Our opinions in paragraphs 2 and 3 assume that, upon issuance of the Issuable Note Shares and the Issuable Warrant Shares, as applicable, the total number of shares of Common Stock issued and outstanding will not exceed the total number of shares of Common Stock that the Company is then authorized to issue under the Company’s Certificate of Incorporation. The law covered by this opinion is limited to the present law of the State of New York and the current General Corporation Law of the State of Delaware.
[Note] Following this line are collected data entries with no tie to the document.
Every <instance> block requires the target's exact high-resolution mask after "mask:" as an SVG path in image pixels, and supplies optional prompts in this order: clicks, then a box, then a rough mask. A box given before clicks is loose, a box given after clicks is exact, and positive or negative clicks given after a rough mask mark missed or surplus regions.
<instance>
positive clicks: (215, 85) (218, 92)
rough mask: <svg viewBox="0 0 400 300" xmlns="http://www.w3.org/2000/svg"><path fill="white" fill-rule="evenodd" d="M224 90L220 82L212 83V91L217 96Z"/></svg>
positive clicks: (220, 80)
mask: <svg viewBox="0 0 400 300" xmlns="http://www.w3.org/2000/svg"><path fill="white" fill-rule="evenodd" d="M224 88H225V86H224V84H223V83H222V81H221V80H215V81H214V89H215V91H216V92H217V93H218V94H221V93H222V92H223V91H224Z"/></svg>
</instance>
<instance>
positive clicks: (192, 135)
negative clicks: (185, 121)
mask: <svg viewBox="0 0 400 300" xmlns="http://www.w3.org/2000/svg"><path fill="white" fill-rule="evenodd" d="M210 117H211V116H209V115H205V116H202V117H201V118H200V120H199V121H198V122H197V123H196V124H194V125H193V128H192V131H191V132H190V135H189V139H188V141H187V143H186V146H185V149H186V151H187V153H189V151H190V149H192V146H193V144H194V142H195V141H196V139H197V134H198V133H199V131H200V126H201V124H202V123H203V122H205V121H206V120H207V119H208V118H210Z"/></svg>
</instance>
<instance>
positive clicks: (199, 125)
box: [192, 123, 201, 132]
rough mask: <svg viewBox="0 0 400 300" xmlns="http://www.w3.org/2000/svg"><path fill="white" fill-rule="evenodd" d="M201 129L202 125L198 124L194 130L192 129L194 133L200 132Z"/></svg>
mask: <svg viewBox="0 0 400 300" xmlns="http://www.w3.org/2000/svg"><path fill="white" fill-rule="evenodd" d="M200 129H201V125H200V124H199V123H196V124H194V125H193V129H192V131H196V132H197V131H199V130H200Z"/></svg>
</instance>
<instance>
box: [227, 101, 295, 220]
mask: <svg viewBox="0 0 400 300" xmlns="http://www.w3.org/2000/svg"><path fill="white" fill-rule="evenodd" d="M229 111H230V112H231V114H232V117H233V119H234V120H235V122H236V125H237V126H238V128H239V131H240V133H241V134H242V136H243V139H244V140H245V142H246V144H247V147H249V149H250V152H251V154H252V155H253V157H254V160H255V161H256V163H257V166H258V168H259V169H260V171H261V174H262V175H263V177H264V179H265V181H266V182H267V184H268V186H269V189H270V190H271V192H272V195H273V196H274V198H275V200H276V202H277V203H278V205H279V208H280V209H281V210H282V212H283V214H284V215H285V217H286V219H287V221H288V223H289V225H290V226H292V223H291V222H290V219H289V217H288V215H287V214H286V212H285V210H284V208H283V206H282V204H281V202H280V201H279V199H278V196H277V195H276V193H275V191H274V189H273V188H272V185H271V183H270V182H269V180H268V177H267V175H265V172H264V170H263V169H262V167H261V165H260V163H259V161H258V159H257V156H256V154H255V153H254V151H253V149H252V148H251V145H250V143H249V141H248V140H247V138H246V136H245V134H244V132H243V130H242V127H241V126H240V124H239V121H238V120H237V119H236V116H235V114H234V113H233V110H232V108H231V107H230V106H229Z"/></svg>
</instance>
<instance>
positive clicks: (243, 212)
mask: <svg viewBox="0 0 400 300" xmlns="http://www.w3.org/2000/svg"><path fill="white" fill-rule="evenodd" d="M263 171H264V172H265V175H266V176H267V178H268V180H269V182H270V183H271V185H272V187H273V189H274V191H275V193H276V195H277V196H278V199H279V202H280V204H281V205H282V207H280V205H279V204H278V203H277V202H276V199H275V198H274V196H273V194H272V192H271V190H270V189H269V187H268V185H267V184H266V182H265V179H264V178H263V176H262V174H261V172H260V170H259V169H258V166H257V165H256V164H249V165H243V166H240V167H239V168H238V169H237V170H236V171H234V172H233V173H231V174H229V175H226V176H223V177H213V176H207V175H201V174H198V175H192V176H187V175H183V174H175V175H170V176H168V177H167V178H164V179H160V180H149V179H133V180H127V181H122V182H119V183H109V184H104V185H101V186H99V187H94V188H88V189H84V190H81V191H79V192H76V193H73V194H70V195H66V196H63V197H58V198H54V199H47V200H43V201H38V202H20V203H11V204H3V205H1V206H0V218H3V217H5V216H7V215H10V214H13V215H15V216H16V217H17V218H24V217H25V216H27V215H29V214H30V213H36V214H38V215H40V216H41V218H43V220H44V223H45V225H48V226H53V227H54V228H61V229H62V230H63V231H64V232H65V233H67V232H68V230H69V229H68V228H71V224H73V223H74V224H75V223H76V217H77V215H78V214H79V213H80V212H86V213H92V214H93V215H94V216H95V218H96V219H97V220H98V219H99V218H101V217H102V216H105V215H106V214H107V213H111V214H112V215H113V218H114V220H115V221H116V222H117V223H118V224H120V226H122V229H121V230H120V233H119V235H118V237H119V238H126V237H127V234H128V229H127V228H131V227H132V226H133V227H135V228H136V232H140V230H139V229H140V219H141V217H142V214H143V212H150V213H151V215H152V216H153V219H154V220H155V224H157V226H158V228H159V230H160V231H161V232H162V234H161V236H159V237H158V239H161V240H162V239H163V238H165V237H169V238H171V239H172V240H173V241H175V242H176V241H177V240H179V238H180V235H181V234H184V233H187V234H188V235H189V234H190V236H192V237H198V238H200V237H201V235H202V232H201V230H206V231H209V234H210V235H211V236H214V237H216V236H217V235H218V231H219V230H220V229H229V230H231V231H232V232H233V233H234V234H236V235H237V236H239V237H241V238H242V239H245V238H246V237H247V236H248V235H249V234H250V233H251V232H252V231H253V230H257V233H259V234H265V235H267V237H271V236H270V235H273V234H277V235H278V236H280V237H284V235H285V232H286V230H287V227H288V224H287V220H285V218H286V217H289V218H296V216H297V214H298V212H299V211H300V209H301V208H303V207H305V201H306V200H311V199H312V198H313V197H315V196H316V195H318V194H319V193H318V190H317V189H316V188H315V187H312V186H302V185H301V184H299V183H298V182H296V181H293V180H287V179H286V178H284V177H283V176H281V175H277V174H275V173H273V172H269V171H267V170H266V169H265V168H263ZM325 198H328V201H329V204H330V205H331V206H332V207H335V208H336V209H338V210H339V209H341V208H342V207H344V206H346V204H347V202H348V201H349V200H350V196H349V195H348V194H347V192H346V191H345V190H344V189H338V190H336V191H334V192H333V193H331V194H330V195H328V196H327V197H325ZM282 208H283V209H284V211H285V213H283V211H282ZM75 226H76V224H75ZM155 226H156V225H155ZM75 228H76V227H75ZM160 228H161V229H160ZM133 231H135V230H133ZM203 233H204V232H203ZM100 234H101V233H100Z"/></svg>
We express no opinion as to the laws of any other jurisdiction and no opinion regarding the statutes, administrative decisions, rules, regulations or requirements of any county, municipality, subdivision or local authority of any jurisdiction.

 

This opinion is being furnished in accordance with the requirements of Item 601(b)(5) of Regulation S-K promulgated under the Securities Act, and no opinion is expressed herein as to any matter pertaining to the contents of the Registration Statement or the related prospectus, other than as expressly stated herein with respect to the securities.

 

We hereby consent to the filing of this opinion as an exhibit to the Registration Statement and to the reference to this firm in the Registration Statement and related prospectus under the heading “Legal Matters.” This opinion is expressly limited to the matters set forth above, and we render no opinion, whether by implication or otherwise, as to any other matters. This letter speaks only as of the date hereof and we assume no obligation to update or supplement this opinion to reflect any facts or circumstances that arise after the date of this opinion and come to our attention, or any future changes in laws.